I can’t remember where I saw it. It was a blog post on questions to ask a prospective pastor. Many of them were good, convicting questions. One of them was regarding sermon preparation (a standard question on many forms I filled out). In answering the question, he made some good points for churches to consider. But something was nagging at me.
His suggestion was 16-20 hours maximum for sermon preparation. He made the very good point that a pastor can’t spend 40 hours on a sermon and fulfill his other responsibilities.
What I say now is not to refute anything he said, real or imagined ( this won’t be a John MacArthur-Darrin Patrick thing especially since I’m no one important and I don’t even remember who he was though they were more important than me). It is to supplement.
Part of it is born of experience, including this week. Sermon preparation is not a formula. Certain tasks are required (working with the original languages and translations to exegete the text, reading a few trusted commentaries to make sure you exegeted it well, exegeting your congregation and community, thinking about the application and sermon structure). Those tasks take time. But they do not a sermon make.
The work of the Spirit to illumine the text is essential. You can do all the “academic” prep work you want, but until the Spirit shines the light on what pulls it all together and points it toward Jesus- all you’ve got is the beginnings of a paper for seminary or Bible college.

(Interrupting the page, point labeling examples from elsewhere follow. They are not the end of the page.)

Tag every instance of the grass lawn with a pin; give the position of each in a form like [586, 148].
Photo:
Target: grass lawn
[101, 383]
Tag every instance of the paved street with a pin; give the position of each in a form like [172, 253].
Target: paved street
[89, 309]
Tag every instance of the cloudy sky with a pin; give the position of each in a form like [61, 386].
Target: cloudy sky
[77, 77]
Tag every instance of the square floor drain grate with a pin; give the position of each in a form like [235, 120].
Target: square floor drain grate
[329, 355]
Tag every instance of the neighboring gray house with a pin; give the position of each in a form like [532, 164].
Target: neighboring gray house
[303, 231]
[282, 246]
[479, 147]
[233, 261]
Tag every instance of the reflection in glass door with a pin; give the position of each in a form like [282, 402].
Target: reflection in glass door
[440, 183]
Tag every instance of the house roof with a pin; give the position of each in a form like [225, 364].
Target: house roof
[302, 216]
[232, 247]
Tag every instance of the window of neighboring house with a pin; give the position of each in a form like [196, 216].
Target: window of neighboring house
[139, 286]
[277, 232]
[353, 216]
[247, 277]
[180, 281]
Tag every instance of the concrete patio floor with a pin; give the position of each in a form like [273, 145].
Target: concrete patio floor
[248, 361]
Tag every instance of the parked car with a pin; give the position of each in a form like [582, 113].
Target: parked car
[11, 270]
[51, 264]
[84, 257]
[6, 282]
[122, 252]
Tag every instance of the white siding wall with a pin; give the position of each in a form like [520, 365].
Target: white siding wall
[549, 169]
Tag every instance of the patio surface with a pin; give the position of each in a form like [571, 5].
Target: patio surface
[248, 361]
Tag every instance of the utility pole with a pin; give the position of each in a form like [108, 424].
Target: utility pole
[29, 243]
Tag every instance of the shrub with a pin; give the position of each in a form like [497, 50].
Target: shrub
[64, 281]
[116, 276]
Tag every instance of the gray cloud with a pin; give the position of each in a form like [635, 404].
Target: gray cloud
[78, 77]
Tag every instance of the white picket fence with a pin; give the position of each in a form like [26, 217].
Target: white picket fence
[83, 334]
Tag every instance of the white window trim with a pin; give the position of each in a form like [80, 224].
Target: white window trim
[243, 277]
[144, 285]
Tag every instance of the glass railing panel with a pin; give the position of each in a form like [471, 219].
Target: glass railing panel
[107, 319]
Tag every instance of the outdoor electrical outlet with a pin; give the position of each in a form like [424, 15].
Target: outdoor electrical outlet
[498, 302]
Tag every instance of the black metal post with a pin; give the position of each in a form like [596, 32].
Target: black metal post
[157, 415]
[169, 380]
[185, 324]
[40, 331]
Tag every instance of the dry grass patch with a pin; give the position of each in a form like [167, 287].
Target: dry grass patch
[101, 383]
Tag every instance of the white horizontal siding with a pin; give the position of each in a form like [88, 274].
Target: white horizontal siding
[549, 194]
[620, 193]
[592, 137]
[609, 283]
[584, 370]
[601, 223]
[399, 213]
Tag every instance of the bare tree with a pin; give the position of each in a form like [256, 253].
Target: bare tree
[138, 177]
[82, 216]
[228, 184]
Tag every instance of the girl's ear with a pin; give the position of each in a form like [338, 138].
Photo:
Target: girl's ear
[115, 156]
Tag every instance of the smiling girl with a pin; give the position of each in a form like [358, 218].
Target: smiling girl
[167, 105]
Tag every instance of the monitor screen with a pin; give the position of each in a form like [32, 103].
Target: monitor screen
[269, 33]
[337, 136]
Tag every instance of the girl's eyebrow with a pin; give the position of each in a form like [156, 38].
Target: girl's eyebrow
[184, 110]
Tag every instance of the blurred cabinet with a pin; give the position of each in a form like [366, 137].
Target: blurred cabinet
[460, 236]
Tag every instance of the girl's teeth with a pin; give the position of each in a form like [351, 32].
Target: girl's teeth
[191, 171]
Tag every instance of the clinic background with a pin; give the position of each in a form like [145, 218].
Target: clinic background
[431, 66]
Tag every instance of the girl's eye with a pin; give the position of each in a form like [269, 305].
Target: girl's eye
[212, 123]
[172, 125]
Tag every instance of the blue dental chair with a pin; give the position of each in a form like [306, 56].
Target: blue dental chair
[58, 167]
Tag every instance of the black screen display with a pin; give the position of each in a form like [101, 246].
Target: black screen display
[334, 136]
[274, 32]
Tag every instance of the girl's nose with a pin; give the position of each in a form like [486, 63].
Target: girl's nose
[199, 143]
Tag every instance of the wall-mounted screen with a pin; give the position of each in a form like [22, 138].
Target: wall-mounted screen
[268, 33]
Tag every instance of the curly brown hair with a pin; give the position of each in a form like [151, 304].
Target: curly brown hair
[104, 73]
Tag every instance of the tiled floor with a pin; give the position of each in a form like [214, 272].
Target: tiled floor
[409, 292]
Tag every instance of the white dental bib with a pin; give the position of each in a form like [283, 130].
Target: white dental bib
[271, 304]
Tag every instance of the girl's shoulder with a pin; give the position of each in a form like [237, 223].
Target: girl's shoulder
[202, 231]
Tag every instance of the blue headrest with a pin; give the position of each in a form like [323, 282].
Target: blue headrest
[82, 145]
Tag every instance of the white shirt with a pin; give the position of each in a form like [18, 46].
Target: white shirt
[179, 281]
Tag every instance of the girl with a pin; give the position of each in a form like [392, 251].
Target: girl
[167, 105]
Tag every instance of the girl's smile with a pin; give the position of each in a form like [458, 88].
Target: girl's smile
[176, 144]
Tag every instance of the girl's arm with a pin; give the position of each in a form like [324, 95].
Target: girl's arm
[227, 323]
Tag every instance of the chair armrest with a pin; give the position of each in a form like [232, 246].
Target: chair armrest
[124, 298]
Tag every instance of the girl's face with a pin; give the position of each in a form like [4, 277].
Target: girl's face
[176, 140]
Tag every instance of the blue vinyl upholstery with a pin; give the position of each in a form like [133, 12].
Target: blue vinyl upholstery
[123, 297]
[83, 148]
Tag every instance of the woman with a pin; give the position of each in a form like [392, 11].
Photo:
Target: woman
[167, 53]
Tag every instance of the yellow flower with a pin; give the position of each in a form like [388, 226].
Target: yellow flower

Different Decade, Same Experience
This week I’ve been pounding my head on the table, wall and any other hard object I can find. I did my analysis in Hebrew, looked at parallel passages, read 4 commentaries and a book about this portion of Scripture. Yet, I left the office Wednesday without a “Big Idea” and therefore no sermon structure. I was at an impasse.
You can’t put the Spirit on your schedule and agenda. You are dependent on Him. You pray; pleading for him to come and help you exalt Christ, edify the saints and evangelize the lost. But he comes in the fulness of time which sometimes is on Tuesday or Wednesday. Sometimes it is Thursday (or later). Yes, church secretaries the world over love this.
Often it is when you least expect it. This morning I was in bed trying not to wake up when the pieces all fell together. I finally saw all the connections in the text that were there the whole time. Like Hagar who couldn’t see the well right in front of her, God had to open my eyes. The Westminster Confession of Faith calls this illumination, upon which we all are dependent whether we preach the word or study it for our personal growth.
Preparing a sermon involves lots of hard work on your part, but unless God is also at work … you work in vain (think Psalm 127). He doesn’t do the work for you, but works in you as you work (similar to Philippians 2). Both your work and his work are essential. Sermons don’t drop out of the sky. But neither are they merely your work.
While you can control when and how much work you do, you can’t control when God will do his. Something about this is meant to keep us humble, and dependent.
I am preaching on Psalm 127 this weekend. Enthused about 127:1. Your post today is inspiring to this preacher. Thanks.